Deuxièmement, la stratégie même d'Aussant pour l'accession à la souveraineté repose le système uninominal à un tour. Il espère convaincre les électeurs de voter massivement pour son parti dans un proche avenir grâce un discours clair sur la souveraineté et un projet d'indépendance ambitieux mais clair (ce qui est louable, quoique critiquable). Toutefois, il souhaite du même coup un système proportionnel, ce qui rendrait sa stratégie impossible à réaliser. Croit-il qu'il pourrait être majoritaire dans un système proportionnel? Probablement pas. En étant minoritaire, il devrait faire des compromis alors que son programme n'appelle à aucun compromis sur la question nationale. Bref, comment espérer réaliser la souveraineté de la sorte s'il doit faire alliance avec un ou deux partis moins pressés? Sa stratégie ne peut fonctionner que dans un système uninominal à un tour et n'a pas la moindre chance avec un système proportionnel. Bien entendu, dans un système mixte il serait possible de former un gouvernement majoritaire, quoique très difficile avec le multipartisme tel que nous le constatons aujourd'hui (aucun parti ne récoltant davantage qu'un tiers du vote).

Troisièmement, il pourfend fréquemment les « vieux partis », tout comme le fait la CAQ. Pourtant, le discours le plus répétitif (mais clair, il faut lui donner) est celui du chef d'Option nationale. Vous lui parlez d'éducation, il répond toujours « La gratuité scolaire n'est pas un coût, mais un revenu » et il vous énumérera certains pays qui l'ont adoptée. Vous lui parlez des autres partis souverainistes ou qu'ON divise le vote souverainiste, et il vous répondra que le seul parti souverainiste est Option nationale. Sans mentionner son exemple récurant du caillou dans le soulier pour comparer la démarche des partis par rapport à la question nationale. Le discours d'ON est clair et accessible, mais également limité. Les grands partis doivent défendre une multitude d'intérêts parfois contradictoires alors que les petits partis ont le luxe de pouvoir se concentrer sur quelques enjeux. Pour espérer un jour former la majorité, ON comme QS devront ratisser plus large, sans quoi ils resteront à jamais des « petits » partis. Critiquer le discours parfois opportuniste des grands partis revient simplement à refuser de voir la réalité en face, les électeurs ayant des intérêts très variés.

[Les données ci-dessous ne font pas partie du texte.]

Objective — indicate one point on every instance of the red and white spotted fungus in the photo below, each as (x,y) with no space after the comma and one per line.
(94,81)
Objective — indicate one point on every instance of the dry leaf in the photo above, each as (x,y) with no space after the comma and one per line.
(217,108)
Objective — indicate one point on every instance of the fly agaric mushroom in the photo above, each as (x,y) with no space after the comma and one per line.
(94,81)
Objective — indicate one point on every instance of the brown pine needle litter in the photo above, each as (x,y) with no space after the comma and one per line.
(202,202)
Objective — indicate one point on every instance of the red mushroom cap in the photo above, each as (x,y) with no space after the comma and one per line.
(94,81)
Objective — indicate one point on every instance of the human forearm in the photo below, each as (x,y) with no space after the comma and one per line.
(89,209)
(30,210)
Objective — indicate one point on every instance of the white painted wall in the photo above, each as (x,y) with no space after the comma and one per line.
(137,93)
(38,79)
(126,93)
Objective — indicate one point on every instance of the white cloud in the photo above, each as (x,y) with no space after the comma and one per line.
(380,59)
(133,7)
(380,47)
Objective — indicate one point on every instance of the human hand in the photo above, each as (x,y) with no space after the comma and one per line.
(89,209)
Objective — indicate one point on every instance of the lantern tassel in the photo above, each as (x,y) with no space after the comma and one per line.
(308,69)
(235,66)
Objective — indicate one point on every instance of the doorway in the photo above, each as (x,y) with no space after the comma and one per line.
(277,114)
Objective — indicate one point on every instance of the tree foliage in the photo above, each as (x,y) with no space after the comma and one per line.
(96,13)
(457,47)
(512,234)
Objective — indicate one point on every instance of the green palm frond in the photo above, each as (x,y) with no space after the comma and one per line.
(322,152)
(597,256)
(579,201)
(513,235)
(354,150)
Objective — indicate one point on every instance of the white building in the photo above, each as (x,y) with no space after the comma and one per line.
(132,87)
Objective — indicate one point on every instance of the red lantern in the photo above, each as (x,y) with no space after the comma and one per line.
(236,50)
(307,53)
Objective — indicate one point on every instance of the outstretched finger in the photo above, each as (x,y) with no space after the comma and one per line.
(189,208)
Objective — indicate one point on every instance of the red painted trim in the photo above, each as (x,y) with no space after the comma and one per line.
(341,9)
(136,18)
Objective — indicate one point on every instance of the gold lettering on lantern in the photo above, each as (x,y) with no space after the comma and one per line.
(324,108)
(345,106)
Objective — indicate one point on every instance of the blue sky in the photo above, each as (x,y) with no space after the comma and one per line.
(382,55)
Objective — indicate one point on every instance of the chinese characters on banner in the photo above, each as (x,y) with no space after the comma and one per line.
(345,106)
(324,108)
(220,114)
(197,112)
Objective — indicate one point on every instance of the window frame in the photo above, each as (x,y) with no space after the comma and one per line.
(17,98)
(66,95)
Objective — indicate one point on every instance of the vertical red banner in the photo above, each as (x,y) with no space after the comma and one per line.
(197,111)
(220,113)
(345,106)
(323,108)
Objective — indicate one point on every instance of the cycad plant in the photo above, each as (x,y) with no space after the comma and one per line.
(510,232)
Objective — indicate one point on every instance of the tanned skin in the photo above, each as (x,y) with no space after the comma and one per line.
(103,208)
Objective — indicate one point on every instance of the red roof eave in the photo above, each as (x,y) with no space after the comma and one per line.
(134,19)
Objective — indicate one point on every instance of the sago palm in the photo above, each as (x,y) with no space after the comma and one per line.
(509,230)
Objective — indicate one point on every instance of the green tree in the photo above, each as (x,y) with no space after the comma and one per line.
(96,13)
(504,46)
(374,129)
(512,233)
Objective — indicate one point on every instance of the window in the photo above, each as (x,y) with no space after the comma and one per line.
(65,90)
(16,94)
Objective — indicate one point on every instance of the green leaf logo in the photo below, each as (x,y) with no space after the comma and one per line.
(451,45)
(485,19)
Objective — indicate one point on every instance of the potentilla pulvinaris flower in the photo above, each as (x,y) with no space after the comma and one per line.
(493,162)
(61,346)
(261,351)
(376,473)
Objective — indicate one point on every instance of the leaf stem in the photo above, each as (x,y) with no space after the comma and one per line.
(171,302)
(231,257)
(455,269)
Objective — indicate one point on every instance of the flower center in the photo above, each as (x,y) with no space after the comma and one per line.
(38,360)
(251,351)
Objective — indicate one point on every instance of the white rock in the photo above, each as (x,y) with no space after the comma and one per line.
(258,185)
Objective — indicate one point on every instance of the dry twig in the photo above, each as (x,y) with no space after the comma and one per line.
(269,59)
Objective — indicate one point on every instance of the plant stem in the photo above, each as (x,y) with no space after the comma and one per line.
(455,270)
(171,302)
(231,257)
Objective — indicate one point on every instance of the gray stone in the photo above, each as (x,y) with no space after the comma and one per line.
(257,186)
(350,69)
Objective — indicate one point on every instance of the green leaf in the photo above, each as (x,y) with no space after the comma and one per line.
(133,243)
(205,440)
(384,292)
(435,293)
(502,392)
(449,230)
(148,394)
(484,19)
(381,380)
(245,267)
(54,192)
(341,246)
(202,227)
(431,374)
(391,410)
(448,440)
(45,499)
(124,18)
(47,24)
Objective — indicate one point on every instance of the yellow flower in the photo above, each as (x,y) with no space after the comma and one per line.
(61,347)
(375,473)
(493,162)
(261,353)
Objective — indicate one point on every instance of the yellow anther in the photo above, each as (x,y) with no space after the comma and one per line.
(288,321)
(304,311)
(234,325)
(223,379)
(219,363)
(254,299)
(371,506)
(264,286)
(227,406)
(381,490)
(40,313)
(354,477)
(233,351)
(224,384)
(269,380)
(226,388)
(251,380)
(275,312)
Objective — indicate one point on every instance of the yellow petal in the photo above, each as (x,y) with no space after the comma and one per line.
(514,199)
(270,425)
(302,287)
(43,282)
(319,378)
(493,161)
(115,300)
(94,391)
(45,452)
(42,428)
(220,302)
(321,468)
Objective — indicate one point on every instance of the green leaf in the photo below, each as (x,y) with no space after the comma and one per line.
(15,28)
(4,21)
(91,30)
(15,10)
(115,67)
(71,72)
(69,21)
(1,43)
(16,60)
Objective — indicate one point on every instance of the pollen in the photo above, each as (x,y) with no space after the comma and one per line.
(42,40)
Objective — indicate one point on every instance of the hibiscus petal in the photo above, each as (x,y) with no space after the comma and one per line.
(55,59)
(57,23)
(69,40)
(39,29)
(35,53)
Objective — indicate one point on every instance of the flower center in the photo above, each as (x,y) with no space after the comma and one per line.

Option nationale est effectivement un nouveau parti qui apporte une certaine fraîcheur au mouvement souverainiste, tout en étant électoraliste à sa façon comme tous les autres partis. Gagner Nicolet-Bécancour serait une victoire décisive pour ce jeune parti, qui pourra par la suite participer au débat des chefs et obtiendra une plus grande attention médiatique. Avec une potentielle victoire par la peau des fesses du Parti québécois, les électeurs indépendantistes devraient voter stratégiquement dans les circonscriptions où un maigre point de pourcentage pourra faire la différence (idem pour les forces fédéralistes qui veulent bloquer l'élection d'un parti souverainiste, bien entendu). La fragmentation des forces souverainistes rendra une forme de coalition inévitable dans un avenir rapproché. Bien sûr, Jean-Martin Aussant, Catherine Dorion puis Nic Payne ont tour à tour affirmé que mieux vaut le Parti libéral que le Parti québécois pour mousser les appuis à l'indépendance (aux dernières nouvelles, l'appui stagne néanmoins à 40 %, après neuf ans de règne libéral), avant qu'Aussant réajuste le tir en disant qu'il ne souhaitait pas la réélection du Parti libéral. Il semble malgré tout espérer l'éclatement du PQ afin de pouvoir combler le vide politique qui en résultera. Bref, de l'électoralisme, comme tous les autres partis. C'est laid, mais c'est la politique!